Webcomic Wednesday: Alien Heart (Repost)

This review was originally posted in October 2019. We are reposting as Anna Fitzpatrick currently has a Kickstarter running to fund a physical volume of the series.
Review by Seán Donnelly
Created by Anna Fitzpatrick
Alien Heart by Anna Fitzpatrick, currently featured on Tapas, is set in a distant future wherein Earth has been rendered uninhabitable, save for a fortunate few sealed inside a domed city – once an extravagant theme park – surrounded by strange monsters known as ‘angels’. One of these individuals is Ivy, who finds escape in video games wherein she can act out her heroic fantasies. Ivy is a loner, a queer girl unable to identify with her fellow inhabitants, who belittle or mistreat her for being different. However Ivy soon finds salvation in a new best friend, one who enjoys her company, but danger looms as angel attacks increase.
The world of Alien Heart is rendered in loving detail. The city’s amusement park aesthetic is at once beguiling yet oddly oppressive; panels devoted to it are often tall in height, making it feel monolithic, and the monochrome colour scheme only permits colour in certain spaces, such as shading and sound effects. The colours themselves are subtle yet exotic. Purples, pinks and greens dominate the page, giving it that neon tint to further sell the city’s carefree if lurid atmosphere (‘a post-apocalyptic fever dream of arcade machines, candy and grime’ as the Kickstarter description puts it), as well as heightening the various moods the characters – Ivy especially – experience. Though the story is primarily told through Ivy’s point-of-view the background never feels vacant or lacking. The comic’s sense of character is strong too. From the moment we meet her we already have a defined idea of who Ivy is, her struggles and wants in life, her likes and dislikes; the scene wherein she rambles at length to Rosa about what she likes is a particular highlight.

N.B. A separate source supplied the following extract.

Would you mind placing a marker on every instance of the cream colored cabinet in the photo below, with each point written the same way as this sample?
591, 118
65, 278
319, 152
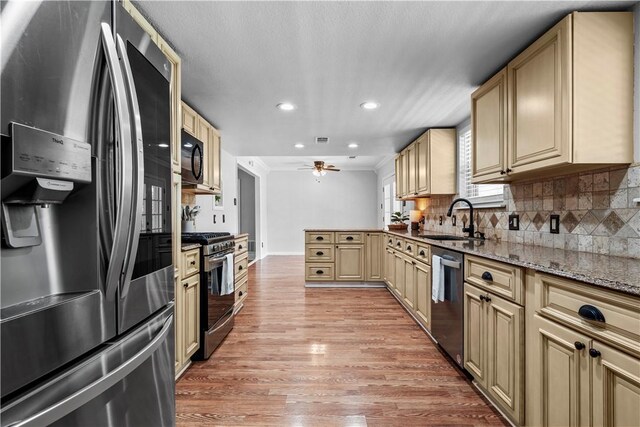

Where writing and illustration dovetail is when the characterisation is at its strongest, such as the angel attack on the soldiers, where Ivy’s body language communicates her outrage at the creature’s treatment.
As mentioned there is currently a Kickstarter campaign for a print run of Alien Heart’s first issue, which you should definitely consider backing. The art and storytelling is consistently strong and while the comic has only recently concluded its first chapter it shows considerable promise in those first forty-four pages. This is definitely one you should look out for.